Relation de la myopie avec les autres troubles de la vision

  • Hypermétropie et myopie
    L’hypermétropie s’oppose à la myopie, qui se caractérise par un œil trop long et une image qui se forme en avant de la rétine. Hypermétropie et myopie ne sont donc jamais associées.
  • Hypermétropie et astigmatisme
    L’hypermétrope peut en revanche être associée à l’astigmatisme, qui se produit lorsqu’un œil est de forme ovale en plus d’être de trop petite taille. On parle alors d’astigmatisme hypermétropique.
  • Hypermétropie et presbytie
    Avec l’âge, l’œil perd sa capacité de mise au point. Ce défaut visuel appelé presbytie s’ajoute aux amétropies préexistantes. En cas d’hypermétropie, la presbytie pose d’autant plus vite problème qu’une partie de la mise au point (autofocus) est déjà mise en œuvre pour compenser l’hypermétropie. Ce phénomène consomme la « réserve accommodative » de l’œil, qui est ainsi réduite chez les patients hypermétropes. Voilà pourquoi, la presbytie, lorsqu’elle survient chez un patient hypermétrope, pose rapidement des difficultés en vision de près… et parfois même de loin !

Mesure en dioptries et acuité visuelle

L’hypermétropie s’exprime en dioptries positives, valeur qui correspond au degré de correction du verre nécessaire à la correction. Par exemple, l’hypermétropie est dite forte au-delà de +5 dioptries.

Ordonnance de correction lunettes et lentilles - Formule
Lire une ordonnance d’hypermétropie

Notion de sphère positive et stades d’hypermétropie

La mesure en dioptries d’un système optique exprime sa capacité à faire converger (+) ou diverger (-) la lumière. Dans le cas d’un œil hypermétrope, l’image se formant en arrière de la rétine, la convergence de ce système est trop faible. La correction à apporter est donc un système optique convergent, mesuré en « sphère positive ». Par exemple, une hypermétropie de +3 dioptries, se corrige par le port de verres convergents ou de lentilles de contact d’une valeur de +3 dioptries. L’hypermétropie est dite faible jusqu’à +1,5, modérée jusqu’à +5, forte au-delà.

Fréquence-myopie-hypermetropie-population
Fréquence et répartition de l’hypermétropie selon sa puissance *

Notion d’acuité visuelle

L’expression d’une correction en dioptries, ne doit pas être confondue avec la mesure de l’acuité visuelle, qui s’exprime en 10èmes et évalue une notion bien différente : celle de la capacité d’un œil à discerner de petits caractères.
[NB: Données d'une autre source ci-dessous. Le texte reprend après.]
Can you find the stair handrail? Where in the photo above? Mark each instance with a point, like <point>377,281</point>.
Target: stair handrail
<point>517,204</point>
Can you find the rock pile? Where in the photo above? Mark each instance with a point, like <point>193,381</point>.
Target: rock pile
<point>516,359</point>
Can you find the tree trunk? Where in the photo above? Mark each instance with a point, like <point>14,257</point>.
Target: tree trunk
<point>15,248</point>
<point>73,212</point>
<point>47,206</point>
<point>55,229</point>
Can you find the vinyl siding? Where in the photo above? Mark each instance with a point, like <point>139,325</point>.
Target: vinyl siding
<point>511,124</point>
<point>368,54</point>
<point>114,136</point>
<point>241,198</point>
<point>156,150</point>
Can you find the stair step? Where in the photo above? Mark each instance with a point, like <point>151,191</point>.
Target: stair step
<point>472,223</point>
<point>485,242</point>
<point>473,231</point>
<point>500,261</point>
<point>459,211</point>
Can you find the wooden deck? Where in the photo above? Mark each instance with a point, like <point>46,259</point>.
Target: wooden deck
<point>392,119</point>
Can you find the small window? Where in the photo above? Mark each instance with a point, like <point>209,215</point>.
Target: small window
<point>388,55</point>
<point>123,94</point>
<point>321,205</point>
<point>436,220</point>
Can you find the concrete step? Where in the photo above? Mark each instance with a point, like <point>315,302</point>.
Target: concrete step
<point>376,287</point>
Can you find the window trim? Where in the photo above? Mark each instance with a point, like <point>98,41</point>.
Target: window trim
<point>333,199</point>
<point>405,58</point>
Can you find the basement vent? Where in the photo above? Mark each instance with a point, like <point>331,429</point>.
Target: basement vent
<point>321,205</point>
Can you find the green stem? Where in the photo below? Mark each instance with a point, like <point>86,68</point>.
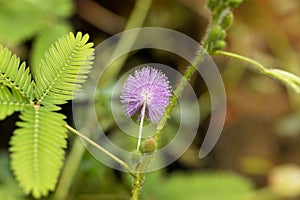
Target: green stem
<point>138,182</point>
<point>177,93</point>
<point>260,67</point>
<point>141,125</point>
<point>94,144</point>
<point>69,170</point>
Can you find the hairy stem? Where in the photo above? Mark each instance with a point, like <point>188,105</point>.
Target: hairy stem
<point>177,93</point>
<point>141,126</point>
<point>91,142</point>
<point>137,186</point>
<point>69,170</point>
<point>260,67</point>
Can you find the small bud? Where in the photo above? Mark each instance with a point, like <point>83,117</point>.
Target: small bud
<point>148,146</point>
<point>233,3</point>
<point>216,33</point>
<point>227,20</point>
<point>220,44</point>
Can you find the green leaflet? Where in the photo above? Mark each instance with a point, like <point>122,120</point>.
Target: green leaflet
<point>62,70</point>
<point>15,76</point>
<point>37,150</point>
<point>37,145</point>
<point>11,101</point>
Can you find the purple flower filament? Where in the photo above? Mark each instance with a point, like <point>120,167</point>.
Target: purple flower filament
<point>148,93</point>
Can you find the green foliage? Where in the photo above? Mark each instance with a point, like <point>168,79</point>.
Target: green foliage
<point>15,76</point>
<point>10,102</point>
<point>37,145</point>
<point>204,186</point>
<point>8,186</point>
<point>36,150</point>
<point>62,69</point>
<point>44,20</point>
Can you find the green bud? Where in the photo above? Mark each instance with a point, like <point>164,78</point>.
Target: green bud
<point>135,157</point>
<point>227,20</point>
<point>218,45</point>
<point>233,3</point>
<point>215,33</point>
<point>149,145</point>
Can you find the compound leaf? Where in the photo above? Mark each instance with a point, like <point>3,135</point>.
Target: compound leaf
<point>63,68</point>
<point>11,101</point>
<point>37,150</point>
<point>14,75</point>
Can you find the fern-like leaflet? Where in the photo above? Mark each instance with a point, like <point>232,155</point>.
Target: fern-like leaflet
<point>11,101</point>
<point>37,145</point>
<point>15,76</point>
<point>62,69</point>
<point>36,148</point>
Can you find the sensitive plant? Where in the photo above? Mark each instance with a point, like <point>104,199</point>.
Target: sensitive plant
<point>37,145</point>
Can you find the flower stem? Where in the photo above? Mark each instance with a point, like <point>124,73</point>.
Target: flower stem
<point>91,142</point>
<point>177,93</point>
<point>137,186</point>
<point>261,67</point>
<point>141,125</point>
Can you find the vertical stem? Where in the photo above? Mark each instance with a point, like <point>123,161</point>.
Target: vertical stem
<point>69,170</point>
<point>141,125</point>
<point>138,182</point>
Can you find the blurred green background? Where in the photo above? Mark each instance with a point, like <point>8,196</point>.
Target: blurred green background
<point>257,155</point>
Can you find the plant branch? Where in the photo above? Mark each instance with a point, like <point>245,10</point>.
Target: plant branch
<point>91,142</point>
<point>290,80</point>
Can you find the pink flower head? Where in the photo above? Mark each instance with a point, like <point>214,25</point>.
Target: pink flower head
<point>148,86</point>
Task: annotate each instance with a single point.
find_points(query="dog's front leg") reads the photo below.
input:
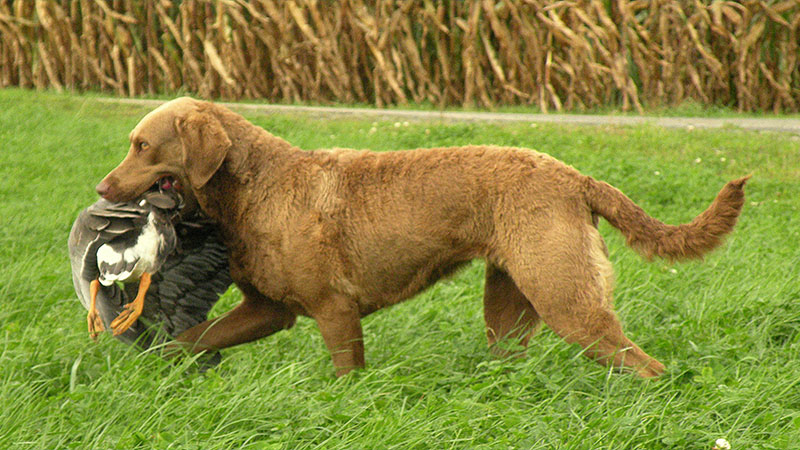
(339, 321)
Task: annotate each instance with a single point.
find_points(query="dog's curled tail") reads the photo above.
(651, 237)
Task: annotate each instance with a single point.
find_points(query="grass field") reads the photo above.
(728, 329)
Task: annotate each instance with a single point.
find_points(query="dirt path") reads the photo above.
(762, 124)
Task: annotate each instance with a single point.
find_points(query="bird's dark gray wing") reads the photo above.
(185, 289)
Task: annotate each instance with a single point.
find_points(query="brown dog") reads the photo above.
(336, 235)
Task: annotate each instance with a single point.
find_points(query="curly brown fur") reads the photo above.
(337, 234)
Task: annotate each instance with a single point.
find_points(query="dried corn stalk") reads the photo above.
(568, 54)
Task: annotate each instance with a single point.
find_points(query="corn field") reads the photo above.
(556, 55)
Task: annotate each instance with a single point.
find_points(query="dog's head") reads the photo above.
(181, 139)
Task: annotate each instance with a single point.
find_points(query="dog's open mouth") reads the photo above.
(166, 183)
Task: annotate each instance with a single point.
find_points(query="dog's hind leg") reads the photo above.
(568, 279)
(508, 314)
(339, 321)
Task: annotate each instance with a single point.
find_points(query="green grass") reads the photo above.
(728, 329)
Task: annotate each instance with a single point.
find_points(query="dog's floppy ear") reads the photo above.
(205, 145)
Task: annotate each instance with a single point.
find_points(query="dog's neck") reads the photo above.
(256, 160)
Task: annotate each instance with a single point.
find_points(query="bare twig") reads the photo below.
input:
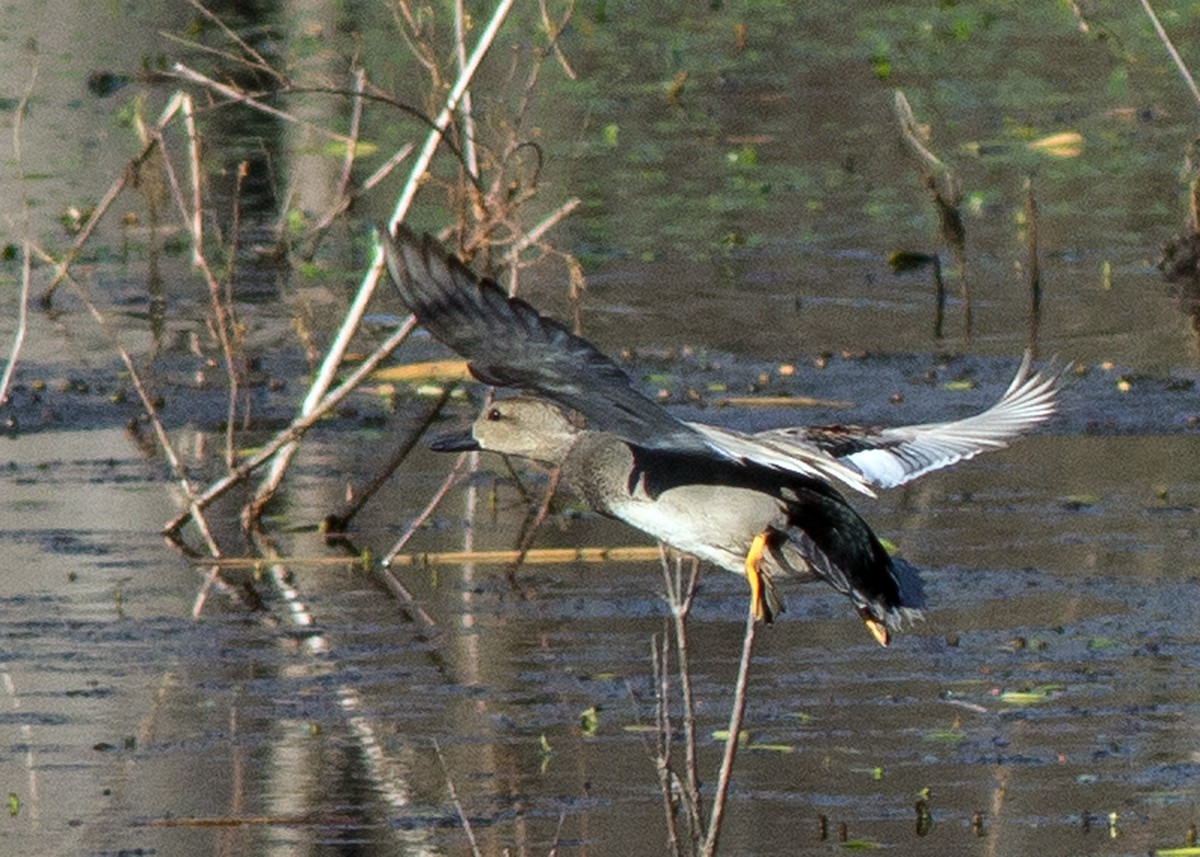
(336, 522)
(438, 496)
(193, 507)
(298, 427)
(1170, 48)
(946, 193)
(552, 33)
(149, 145)
(256, 59)
(237, 97)
(366, 289)
(456, 802)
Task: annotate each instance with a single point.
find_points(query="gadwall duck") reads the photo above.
(759, 504)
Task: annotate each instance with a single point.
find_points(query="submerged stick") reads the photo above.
(731, 742)
(336, 522)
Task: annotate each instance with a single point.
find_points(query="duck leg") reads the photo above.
(879, 630)
(763, 600)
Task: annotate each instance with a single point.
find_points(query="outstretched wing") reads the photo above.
(887, 457)
(509, 343)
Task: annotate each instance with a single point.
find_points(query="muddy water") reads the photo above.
(1048, 703)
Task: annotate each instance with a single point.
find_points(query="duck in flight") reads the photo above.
(763, 505)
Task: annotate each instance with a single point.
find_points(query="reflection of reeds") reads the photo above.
(681, 790)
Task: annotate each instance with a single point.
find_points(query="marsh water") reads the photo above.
(736, 227)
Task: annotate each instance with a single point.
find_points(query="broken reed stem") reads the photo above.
(18, 339)
(256, 59)
(535, 234)
(438, 496)
(150, 143)
(366, 289)
(227, 321)
(177, 468)
(343, 183)
(336, 522)
(1170, 49)
(298, 427)
(1033, 268)
(731, 743)
(347, 199)
(939, 298)
(22, 318)
(946, 193)
(468, 115)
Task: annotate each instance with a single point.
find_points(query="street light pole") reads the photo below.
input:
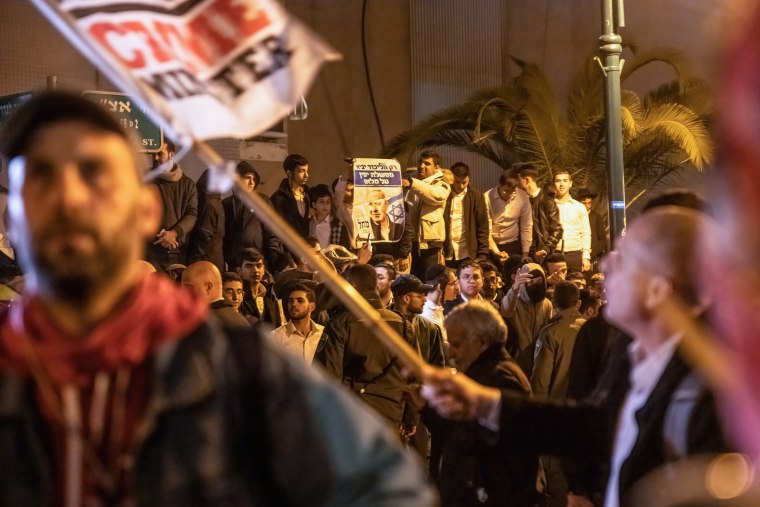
(612, 19)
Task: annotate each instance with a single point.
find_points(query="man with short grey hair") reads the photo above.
(464, 462)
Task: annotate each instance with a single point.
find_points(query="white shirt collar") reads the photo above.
(646, 369)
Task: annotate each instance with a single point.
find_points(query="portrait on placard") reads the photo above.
(378, 200)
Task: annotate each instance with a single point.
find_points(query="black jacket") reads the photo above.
(547, 229)
(232, 421)
(364, 364)
(285, 203)
(250, 311)
(472, 466)
(585, 432)
(208, 236)
(180, 213)
(243, 229)
(475, 220)
(598, 235)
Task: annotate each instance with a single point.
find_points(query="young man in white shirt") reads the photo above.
(510, 218)
(576, 231)
(426, 196)
(300, 335)
(622, 433)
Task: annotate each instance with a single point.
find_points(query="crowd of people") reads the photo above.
(540, 391)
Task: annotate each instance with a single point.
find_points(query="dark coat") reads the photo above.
(243, 229)
(471, 460)
(227, 315)
(547, 229)
(590, 356)
(598, 235)
(232, 421)
(248, 308)
(585, 432)
(364, 364)
(285, 203)
(180, 212)
(208, 236)
(450, 305)
(394, 234)
(475, 220)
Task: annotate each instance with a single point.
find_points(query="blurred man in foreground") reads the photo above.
(118, 390)
(627, 428)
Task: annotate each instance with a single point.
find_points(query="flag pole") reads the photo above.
(344, 291)
(611, 48)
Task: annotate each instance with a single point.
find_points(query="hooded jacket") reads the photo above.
(180, 212)
(526, 316)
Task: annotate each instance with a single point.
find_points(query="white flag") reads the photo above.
(208, 68)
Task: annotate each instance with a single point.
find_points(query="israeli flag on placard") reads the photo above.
(396, 208)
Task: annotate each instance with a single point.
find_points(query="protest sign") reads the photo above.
(378, 211)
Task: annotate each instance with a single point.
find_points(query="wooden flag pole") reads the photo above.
(344, 291)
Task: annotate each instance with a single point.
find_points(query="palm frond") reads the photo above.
(669, 56)
(631, 114)
(684, 128)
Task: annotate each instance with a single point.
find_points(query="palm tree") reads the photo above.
(522, 122)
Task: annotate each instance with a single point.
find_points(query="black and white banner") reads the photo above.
(209, 68)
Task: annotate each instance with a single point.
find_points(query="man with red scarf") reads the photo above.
(115, 386)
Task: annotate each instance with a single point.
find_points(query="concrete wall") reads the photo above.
(556, 34)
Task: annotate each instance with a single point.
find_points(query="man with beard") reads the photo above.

L’acuité visuelle désigne ainsi le pouvoir séparateur de l’œil entre deux points et se mesure en consultation par la taille des lettres que le patient parvint à distinguer en vision de loin (sur l’échelle de Monnoyer). Contrairement à la correction, l’acuité visuelle ne figure le plus souvent pas sur l’ordonnance de votre ophtalmologiste car elle n’est pas utile à la confection des verres correcteurs.

Acuité visuelle non corrigée chez le patient hypermétrope

Sans correction, la plupart des patients hypermétropes jeunes présentent une acuité de loin à 10/10. C’est seulement avec l’ajout d’une presbytie liée à l’âge, ou en cas d’hypermétropie très forte, que l’acuité visuelle est réduite en vision de loin.

Acuité visuelle corrigée chez le patient hypermétrope

Un patient hypermétrope dont l’acuité serait abaissée de loin, retrouve en principe une acuité normale de 10/10ème avec le port d’une correction. Le préjudice de l’hypermétropie étant ainsi entièrement corrigé par le port d’une correction optique adaptée. Si malgré une correction adaptée l’acuité visuelle reste inférieure à 10/10èmes, c’est qu’une autre cause doit être recherchée comme un décollement de la rétine, une dégénérescence maculaire liée à l’âge (DMLA), un glaucome…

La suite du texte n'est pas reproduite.